"Toute cette histoire va coûter aux Pays-Bas leur triple A", assure Arnold Heertje, ancien professeur d'économie politique à l'université d'Amsterdam : "les taux d'intérêt sur le marché obligataire vont augmenter".
"Les marchés vont devenir très nerveux", prédit de son côté Sylvester Eijffinger, professeur d'économie à l'université de Tilburg (sud), cité par l'agence de presse néerlandaise ANP : "nous suivons les pas de la France et l'Autriche".
Les Pays-Bas font partie, avec l'Allemagne, la Finlande et le Luxembourg, des quatre pays de la zone euro bénéficiant de la note maximale de leur dette souveraine auprès des trois agences de notation, Standard & Poor's, Fitch et Moody's.
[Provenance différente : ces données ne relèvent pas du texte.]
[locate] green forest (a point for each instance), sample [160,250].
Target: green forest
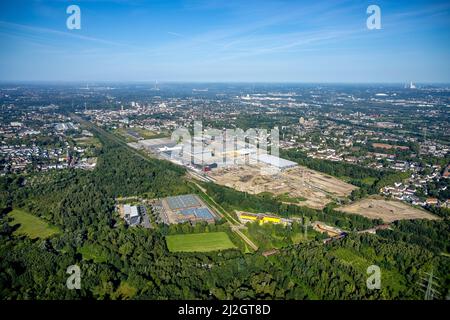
[117,262]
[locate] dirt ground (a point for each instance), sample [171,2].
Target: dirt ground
[299,182]
[387,210]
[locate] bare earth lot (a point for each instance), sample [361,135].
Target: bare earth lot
[387,210]
[317,188]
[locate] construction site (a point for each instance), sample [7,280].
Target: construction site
[185,208]
[316,188]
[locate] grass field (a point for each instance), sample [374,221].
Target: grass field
[31,225]
[199,242]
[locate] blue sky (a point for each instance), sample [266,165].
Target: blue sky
[269,41]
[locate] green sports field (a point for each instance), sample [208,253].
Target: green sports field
[199,242]
[31,225]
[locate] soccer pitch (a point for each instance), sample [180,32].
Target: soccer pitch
[199,242]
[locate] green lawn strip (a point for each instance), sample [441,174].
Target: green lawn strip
[32,226]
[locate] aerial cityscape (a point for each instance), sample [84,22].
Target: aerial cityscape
[200,186]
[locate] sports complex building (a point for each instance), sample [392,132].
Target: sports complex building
[185,208]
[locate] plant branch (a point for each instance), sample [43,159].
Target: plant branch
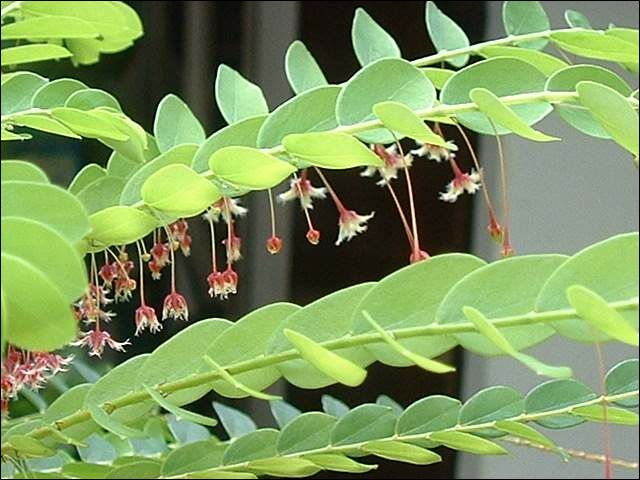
[348,341]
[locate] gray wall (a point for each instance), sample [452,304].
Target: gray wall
[564,196]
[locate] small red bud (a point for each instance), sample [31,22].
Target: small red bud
[274,244]
[313,236]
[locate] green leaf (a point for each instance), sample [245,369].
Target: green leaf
[309,431]
[39,317]
[600,413]
[404,121]
[592,44]
[329,363]
[574,113]
[88,124]
[56,93]
[67,404]
[180,413]
[237,97]
[608,268]
[520,18]
[518,279]
[235,423]
[244,133]
[120,225]
[284,467]
[333,406]
[445,34]
[303,72]
[409,298]
[110,424]
[556,395]
[330,150]
[176,124]
[193,457]
[283,412]
[466,442]
[576,19]
[623,378]
[338,463]
[614,113]
[492,333]
[402,452]
[47,28]
[249,168]
[252,446]
[43,123]
[227,377]
[430,414]
[178,190]
[181,356]
[370,41]
[86,176]
[311,111]
[181,154]
[91,98]
[423,362]
[597,312]
[18,90]
[101,194]
[29,447]
[38,52]
[502,76]
[388,79]
[49,251]
[437,76]
[230,348]
[22,171]
[525,432]
[185,432]
[544,62]
[62,211]
[363,424]
[142,469]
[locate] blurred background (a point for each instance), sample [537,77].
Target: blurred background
[564,196]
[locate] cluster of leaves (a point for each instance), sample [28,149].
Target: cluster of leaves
[407,318]
[179,446]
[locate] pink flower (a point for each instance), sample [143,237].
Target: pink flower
[301,188]
[175,306]
[313,236]
[216,285]
[433,152]
[233,248]
[351,224]
[274,244]
[393,161]
[469,182]
[96,340]
[146,317]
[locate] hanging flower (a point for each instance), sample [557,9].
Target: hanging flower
[351,224]
[146,317]
[433,152]
[393,161]
[175,306]
[96,340]
[469,182]
[301,188]
[274,244]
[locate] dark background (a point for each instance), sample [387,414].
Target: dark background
[184,43]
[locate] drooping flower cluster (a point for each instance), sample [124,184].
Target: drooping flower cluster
[23,369]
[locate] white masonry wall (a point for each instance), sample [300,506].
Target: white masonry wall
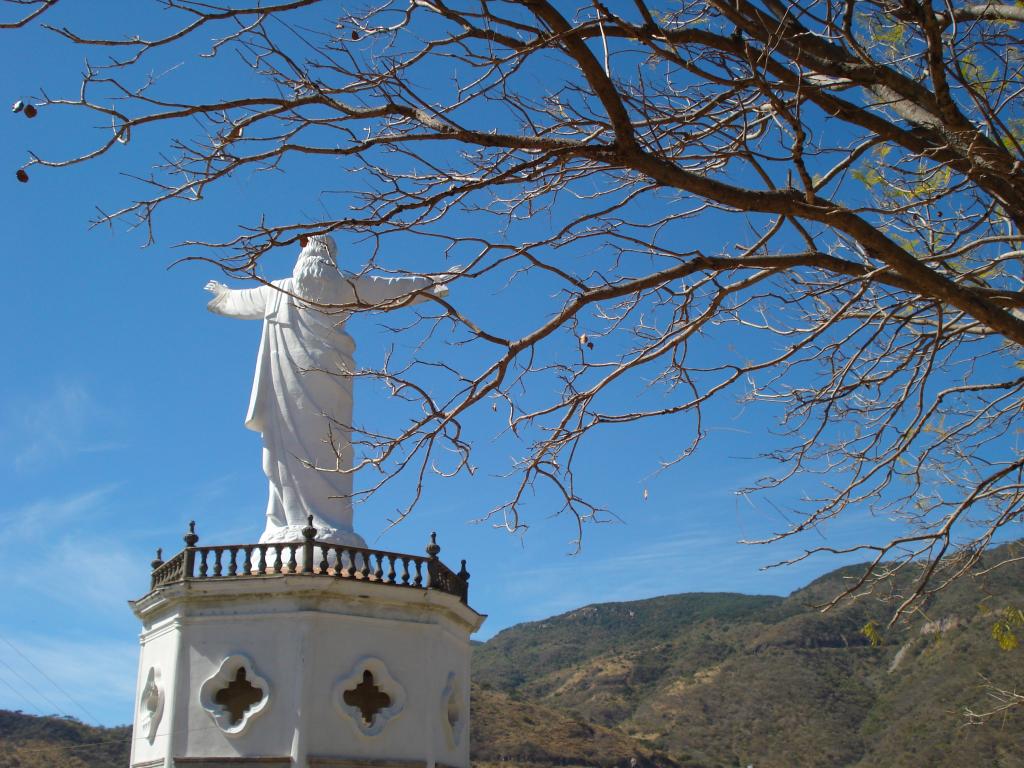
[303,640]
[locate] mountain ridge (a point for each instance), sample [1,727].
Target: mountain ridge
[711,680]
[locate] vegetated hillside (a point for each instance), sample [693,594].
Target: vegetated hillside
[709,680]
[29,741]
[727,680]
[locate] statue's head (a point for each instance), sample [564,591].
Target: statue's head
[317,261]
[320,246]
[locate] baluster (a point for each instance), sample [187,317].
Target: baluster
[464,587]
[433,549]
[190,540]
[350,570]
[308,535]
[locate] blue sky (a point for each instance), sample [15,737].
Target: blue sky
[121,420]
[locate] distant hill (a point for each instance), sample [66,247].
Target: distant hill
[714,680]
[29,741]
[710,681]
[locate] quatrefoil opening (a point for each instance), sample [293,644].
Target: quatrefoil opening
[369,695]
[235,695]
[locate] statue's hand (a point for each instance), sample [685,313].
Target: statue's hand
[217,289]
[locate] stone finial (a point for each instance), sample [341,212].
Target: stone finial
[433,548]
[190,539]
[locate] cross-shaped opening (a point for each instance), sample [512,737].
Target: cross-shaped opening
[367,697]
[239,696]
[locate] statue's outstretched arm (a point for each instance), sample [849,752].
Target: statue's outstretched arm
[247,304]
[388,292]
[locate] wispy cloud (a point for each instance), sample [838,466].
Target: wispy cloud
[95,680]
[48,515]
[64,532]
[58,424]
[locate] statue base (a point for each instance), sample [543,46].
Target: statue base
[293,660]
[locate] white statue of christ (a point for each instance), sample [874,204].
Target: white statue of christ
[302,392]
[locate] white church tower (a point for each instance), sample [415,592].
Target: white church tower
[306,649]
[303,654]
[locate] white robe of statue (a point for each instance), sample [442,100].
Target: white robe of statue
[301,399]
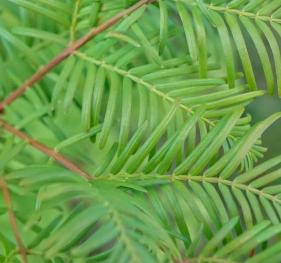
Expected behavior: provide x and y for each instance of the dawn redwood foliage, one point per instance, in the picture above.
(124, 134)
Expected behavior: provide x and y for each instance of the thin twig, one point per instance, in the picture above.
(48, 151)
(68, 52)
(12, 219)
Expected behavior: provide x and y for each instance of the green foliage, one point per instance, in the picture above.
(155, 109)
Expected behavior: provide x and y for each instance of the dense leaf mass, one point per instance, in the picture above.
(153, 110)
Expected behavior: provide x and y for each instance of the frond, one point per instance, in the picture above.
(238, 26)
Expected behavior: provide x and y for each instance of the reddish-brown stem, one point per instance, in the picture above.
(68, 52)
(48, 151)
(12, 219)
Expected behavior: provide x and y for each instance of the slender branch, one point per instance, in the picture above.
(48, 151)
(12, 219)
(68, 52)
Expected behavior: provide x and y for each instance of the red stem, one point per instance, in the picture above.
(48, 151)
(68, 52)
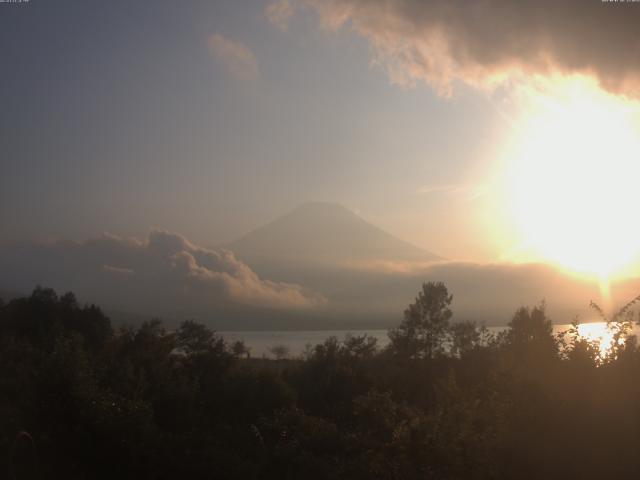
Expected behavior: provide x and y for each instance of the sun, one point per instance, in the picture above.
(573, 178)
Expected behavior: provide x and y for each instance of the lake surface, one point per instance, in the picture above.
(260, 342)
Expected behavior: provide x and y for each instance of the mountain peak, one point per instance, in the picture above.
(326, 233)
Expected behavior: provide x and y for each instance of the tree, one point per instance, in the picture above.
(423, 331)
(465, 336)
(279, 351)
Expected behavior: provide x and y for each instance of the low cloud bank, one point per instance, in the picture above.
(165, 271)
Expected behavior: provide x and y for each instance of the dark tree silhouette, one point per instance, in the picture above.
(426, 323)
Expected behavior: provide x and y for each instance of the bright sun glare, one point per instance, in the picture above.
(573, 176)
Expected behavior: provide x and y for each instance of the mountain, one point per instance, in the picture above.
(325, 234)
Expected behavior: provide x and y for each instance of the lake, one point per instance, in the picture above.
(260, 342)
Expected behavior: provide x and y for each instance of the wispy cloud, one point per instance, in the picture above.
(494, 42)
(467, 192)
(235, 56)
(279, 13)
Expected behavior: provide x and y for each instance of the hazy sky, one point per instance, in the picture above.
(203, 117)
(210, 118)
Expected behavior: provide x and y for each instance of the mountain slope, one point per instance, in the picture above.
(324, 233)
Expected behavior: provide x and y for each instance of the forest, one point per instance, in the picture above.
(82, 399)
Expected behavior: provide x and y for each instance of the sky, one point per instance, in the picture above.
(210, 119)
(142, 138)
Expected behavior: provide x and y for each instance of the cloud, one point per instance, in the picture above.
(494, 42)
(279, 13)
(164, 271)
(235, 56)
(466, 192)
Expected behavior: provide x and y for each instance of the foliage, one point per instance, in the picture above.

La France et l'Autriche bénéficiaient jusqu'il y a peu des mêmes notations, mais avaient perdu le 13 janvier leur triple A auprès de l'agence Standard & Poor's.
Des négociations entre la coalition minoritaire de centre droit au pouvoir aux Pays-Bas et son allié à la chambre basse du parlement, le parti d'extrême droite PVV, ont échoué après le départ samedi du chef de file du PVV Geert Wilders de la table des négociations.